Interview de Djemai Abdelhadi, président de l’association Étoile Culturelle de Bouhamza (Bejaia) a propos de leur projet « Formation en technique d’élevage de vaches laitières et en apiculture »
Parlez-nous brièvement de votre association ? Et de votre projet dans le cadre du FAIL Bejaia.
L’association Etoile Culturelle de Bouhamza a été redynamisée par notre groupe d’amis en 2013 après qu’elle ait été abandonnée, peu de temps, après sa création en 2010 par un groupe de jeunes de la commune de Bouhamza (Daïra de Seddouk-Wilaya de Bejaia. Après le renouvellement du bureau exécutif, l’association s’est limitée à l’organisation d’actions sociales. Par la suite, nous nous sommes réunis autour de visions et de valeurs communes et avons vu nos ambitions évolués pour développer des actions en adéquation au contexte local dans lequel l’association évolue pour mieux répondre aux besoins des jeunes. Toutefois, le manque de financement a quelque-peu freiné le développement des idées ambitieuses de l’association. En 2014, l’Etoile Culturelle de Bouhamza a pu postuler dans le cadre de l’appel à projet du Fond d’Appui aux Initiatives Locales (FAIL) lancé par le Programme Joussour.

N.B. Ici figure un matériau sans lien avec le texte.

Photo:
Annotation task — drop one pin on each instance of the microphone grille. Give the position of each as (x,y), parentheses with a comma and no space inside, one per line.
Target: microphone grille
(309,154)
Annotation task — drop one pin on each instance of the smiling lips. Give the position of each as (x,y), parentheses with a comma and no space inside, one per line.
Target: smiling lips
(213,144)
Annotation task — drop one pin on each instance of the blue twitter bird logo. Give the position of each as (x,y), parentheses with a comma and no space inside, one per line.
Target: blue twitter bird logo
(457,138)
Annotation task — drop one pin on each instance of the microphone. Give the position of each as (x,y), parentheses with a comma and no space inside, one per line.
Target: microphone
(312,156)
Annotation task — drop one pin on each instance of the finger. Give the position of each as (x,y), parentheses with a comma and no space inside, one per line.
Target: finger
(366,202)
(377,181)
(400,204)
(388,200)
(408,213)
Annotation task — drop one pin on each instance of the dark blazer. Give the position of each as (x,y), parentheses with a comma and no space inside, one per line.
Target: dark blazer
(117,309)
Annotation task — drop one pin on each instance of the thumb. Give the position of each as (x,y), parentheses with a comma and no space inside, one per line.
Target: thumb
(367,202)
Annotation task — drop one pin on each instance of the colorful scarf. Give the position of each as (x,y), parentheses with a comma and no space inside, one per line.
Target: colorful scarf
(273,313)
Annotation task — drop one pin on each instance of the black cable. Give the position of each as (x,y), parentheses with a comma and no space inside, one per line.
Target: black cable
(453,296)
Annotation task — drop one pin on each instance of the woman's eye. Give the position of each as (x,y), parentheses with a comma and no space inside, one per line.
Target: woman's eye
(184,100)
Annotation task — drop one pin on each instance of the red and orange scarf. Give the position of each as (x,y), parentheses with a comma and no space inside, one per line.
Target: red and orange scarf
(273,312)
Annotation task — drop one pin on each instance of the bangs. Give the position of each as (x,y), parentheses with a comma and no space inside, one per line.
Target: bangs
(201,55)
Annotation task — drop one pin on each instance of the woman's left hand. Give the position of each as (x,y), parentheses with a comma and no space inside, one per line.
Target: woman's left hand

A peine une année d’existence effective, ne possédant que peu de moyens et d’équipements, notre association n’avait que la motivation et la violenté sincère de ses bénévoles pour prétendre à réaliser un projet de 6000 euros et pouvoir enfin faire de notre association une entité au service du citoyen et de développement pour notre localité.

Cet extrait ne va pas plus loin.